IoP Publishing’s discovery that researchers are split down the middle on the merits of using AI in peer review is not surprising given the complexity of the issue.
The publisher’s August of just under 350 physics researchers found that 41 per cent were positive about the use of AI in peer review and 37 per cent were negative.
The case for using AI is obvious. With more than? in existence, the process is highly human-intensive. To illustrate this point, if the average journal published 50 papers per year, with each submitted paper being reviewed by two independent referees and each review requiring four hours of effort, that translates into an annual 12 million hours of peer review work.
Moreover, that figure does not include the work of the editorial boards that oversee the review process or the editorial staff who process the papers – not to mention the time editors take trying to find suitable reviewers willing to take on a manuscript. It also ignores the fact that many?, creating a multiplier effect that may increase the annual reviewing burden by a factor of five or more.
91茄子
Replacing human referees with generative AI instead would therefore ease a reviewing burden that is commonly agreed to be verging on unsustainable.
Then there is the issue of . Many journals promise rapid review. Yet speed must be balanced against the quality and depth of the reviews provided. With AI-generated reviews, time would no longer be an issue.
91茄子
Furthermore, if AI peer reviewing did become widely available, researchers could use it to evaluate their research manuscripts before submitting to a journal. Incorporating such a system into repositories, such as , would facilitate this, making peer review?part of the research process itself by offering suggestions that impact the final product.

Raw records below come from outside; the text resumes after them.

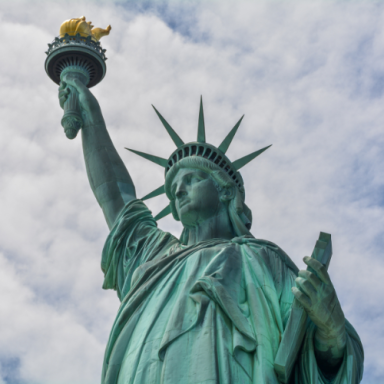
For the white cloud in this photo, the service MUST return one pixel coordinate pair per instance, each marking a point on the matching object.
(309, 78)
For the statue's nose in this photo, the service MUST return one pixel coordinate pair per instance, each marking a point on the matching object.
(181, 192)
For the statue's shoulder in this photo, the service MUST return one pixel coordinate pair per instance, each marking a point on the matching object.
(260, 243)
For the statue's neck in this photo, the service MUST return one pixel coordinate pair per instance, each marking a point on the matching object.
(216, 227)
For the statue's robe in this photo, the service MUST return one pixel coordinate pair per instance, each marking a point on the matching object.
(213, 312)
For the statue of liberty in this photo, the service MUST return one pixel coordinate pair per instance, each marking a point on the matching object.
(212, 306)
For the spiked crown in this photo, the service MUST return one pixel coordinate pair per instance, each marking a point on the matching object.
(201, 149)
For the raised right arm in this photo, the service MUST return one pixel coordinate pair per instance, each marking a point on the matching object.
(107, 174)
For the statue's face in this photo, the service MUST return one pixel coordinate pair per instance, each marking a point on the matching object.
(196, 196)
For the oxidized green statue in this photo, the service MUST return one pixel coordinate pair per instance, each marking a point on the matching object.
(212, 306)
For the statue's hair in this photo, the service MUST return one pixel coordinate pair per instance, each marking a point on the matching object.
(240, 214)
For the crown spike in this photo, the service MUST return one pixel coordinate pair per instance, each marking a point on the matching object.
(174, 136)
(165, 212)
(246, 159)
(223, 147)
(157, 160)
(157, 192)
(201, 126)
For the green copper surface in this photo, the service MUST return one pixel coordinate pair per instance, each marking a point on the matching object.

But, of course, there are also challenges to adopting AI. The purpose of peer review is to answer three questions about the manuscript. Is the research new? Are the research results correct? And do the results add intellectual value in a field or provide benefits in a discipline or beyond?
Most research incrementally builds on existing results, and AI systems are well suited to make such evaluations. They can respond to an informal checklist of measures that capture what the research manuscripts build on and how well it has used the scientific method to achieve its objectives. This is no different from how a human peer reviewer would proceed.
However, the answers to the second two of the three questions above are highly dependent on the field of study and the type of research conducted. Although the is likely at the foundation of most research and discovery in STEM disciplines and some of the social sciences, variations in theoretical, experimental and data analytics research make a one-size-fits-all approach to AI peer review problematic.
In addition, if the research breaks new ground, providing a quantum shift in thinking, making such evaluations would be more difficult given that the existing literature would not provide any foundation to evaluate such new ideas.
91茄子
Perhaps the most difficult role for AI would be to assess the third question, pertaining to the value and benefits of the research. Although such evaluation is highly subjective, it is often what provides the insight that is at the core of peer review’s value.
Donald Trump’s recent executive order, ””, calls for the adoption of “unbiased peer review” to improve the research process, including how research is disseminated and evaluated. That could be read as an implicit call for the adoption of AI peer review. But, of course, bias is always in the eye of the beholder. While Trump and his MAGA allies might see research on gender or climate change as being of little value, others will disagree. AIs are no more “unbiased” than humans in that sense – as the of Elon Musk’s Grok AI aptly demonstrates.
Moreover,??must be trained with data, which itself may – depending on your opinion – be biased or contaminated with information that is demonstrably false. Although AI systems look smart, they are doing nothing more than regurgitating what they learned when trained. As the data modelling adage goes: “”.
91茄子
To return to the issue of recognising the value of groundbreaking research, it is possible that an AI’s training data could inadvertently create a “group think” assessment, which uprates research that methodologically builds on existing knowledge but fails to recognise the benefits of “out-of-the-box” ideas, potentially disincentivising research creativity.
In my view, when it comes to assessing the value and significance of research. But we should not rely on hunches. To test this possible limitation, an AI peer-review process should be implemented in parallel with human peer review, with the human peer reviewers allowed to see the AI peer review after they complete their own assessments. It may well turn out that humans and AIs agree with each other much more frequently in some fields than others, with the former more suited to a switch to AI reviewing.
Ultimately, AI’s most appropriate role might be to support human peer review, rather than replace it, picking up more perfunctory issues while the human reviewer connects the dots and has the final say. But we don’t know. And the bottom line is that we must proceed with caution until we do.
Let’s hold off implementing AI peer review until – no pun intended – it can itself be peer-reviewed to ensure it meets the very standards that authors and editors rightly expect.
91茄子
is founder professor in computer science at the University of Illinois Urbana-Champaign.
Register to continue
Why register?
- Registration is free and only takes a moment
- Once registered, you can read 3 articles a month
- Sign up for our newsletter
Subscribe
Or subscribe for unlimited access to:
- Unlimited access to news, views, insights & reviews
- Digital editions
- Digital access to 罢贬贰’蝉 university and college rankings analysis
Already registered or a current subscriber?